DEAR ABBY: Our family had a very unpleasant experience last Fourth of July. In the early afternoon, my 20-year-old daughter was gardening in the front yard of her home near the university she attends when she was struck by a bullet.
Not realizing the nature of her injury, my daughter thought she had broken a bone or pulled something in her leg. In the hospital emergency room, the admitting nurse recognized the wound for what it was and called the police. The bullet had entered the back of her leg above the knee, traveled down, and lodged between the bones above her ankle. The doctors decided to leave the bullet where it is.

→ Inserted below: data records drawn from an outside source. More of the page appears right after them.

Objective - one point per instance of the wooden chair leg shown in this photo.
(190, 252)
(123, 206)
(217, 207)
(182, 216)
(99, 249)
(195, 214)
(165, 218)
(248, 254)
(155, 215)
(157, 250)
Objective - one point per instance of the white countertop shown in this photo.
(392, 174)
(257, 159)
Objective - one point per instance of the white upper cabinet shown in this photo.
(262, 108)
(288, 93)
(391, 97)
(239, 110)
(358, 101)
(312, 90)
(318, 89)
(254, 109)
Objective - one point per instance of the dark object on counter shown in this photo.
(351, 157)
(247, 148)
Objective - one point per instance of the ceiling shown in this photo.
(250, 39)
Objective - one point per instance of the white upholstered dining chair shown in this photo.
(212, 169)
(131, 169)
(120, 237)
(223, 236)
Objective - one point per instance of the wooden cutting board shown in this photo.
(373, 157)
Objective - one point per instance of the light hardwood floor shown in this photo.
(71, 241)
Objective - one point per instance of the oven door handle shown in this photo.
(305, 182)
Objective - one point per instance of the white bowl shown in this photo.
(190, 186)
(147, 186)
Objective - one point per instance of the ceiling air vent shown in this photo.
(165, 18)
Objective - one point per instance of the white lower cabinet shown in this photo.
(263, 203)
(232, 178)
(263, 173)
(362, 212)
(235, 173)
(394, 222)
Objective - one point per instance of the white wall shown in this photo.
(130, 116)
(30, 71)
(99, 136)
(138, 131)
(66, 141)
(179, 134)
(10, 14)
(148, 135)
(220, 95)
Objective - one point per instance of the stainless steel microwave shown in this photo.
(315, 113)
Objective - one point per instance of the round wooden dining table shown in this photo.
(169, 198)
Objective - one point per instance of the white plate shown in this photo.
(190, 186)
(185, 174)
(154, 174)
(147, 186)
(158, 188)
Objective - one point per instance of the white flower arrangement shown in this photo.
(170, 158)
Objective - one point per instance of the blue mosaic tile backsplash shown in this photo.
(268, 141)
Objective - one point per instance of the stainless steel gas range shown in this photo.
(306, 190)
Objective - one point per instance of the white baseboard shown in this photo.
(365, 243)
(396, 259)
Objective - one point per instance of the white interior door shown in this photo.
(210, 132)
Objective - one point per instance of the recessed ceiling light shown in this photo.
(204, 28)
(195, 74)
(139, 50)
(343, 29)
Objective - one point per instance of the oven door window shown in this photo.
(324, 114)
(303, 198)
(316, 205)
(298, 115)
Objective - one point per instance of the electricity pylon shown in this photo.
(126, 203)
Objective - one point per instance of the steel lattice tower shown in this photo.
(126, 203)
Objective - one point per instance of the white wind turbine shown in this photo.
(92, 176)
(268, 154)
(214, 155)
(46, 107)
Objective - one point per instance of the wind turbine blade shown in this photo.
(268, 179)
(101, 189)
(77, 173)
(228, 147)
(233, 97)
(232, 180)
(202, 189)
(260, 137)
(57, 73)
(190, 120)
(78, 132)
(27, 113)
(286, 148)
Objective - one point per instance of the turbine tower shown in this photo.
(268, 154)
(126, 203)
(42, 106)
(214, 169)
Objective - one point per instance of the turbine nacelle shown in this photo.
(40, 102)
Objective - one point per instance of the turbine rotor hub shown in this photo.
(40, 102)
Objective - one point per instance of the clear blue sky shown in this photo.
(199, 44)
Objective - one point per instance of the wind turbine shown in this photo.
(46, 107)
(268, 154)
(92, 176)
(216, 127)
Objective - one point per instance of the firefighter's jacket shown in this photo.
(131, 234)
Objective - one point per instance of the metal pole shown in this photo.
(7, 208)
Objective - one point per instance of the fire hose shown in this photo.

According to the police, the gun could have been discharged blocks away, and it was probably fired by someone celebrating the holiday. Don't people realize that bullets come down with almost as much force as they go up? Here in Portland, it is against the law to discharge a firearm within city limits.
My precious daughter could have been hit in the head or chest with far more serious consequences.
Abby, please remind your readers about the dangers of discharging firearms into the air. Those bullets have to fall somewhere. -- RICHARD DANIELS, PORTLAND, ORE.
DEAR RICHARD: Your daughter was lucky not to have been killed. Although I have warned readers in the past about firing weapons into the air, I have not had such a graphic example of what can result!
Readers, please celebrate safely this Fourth of July. And if you see someone behaving irresponsibly with a weapon, please report it to the police immediately. You could save a life.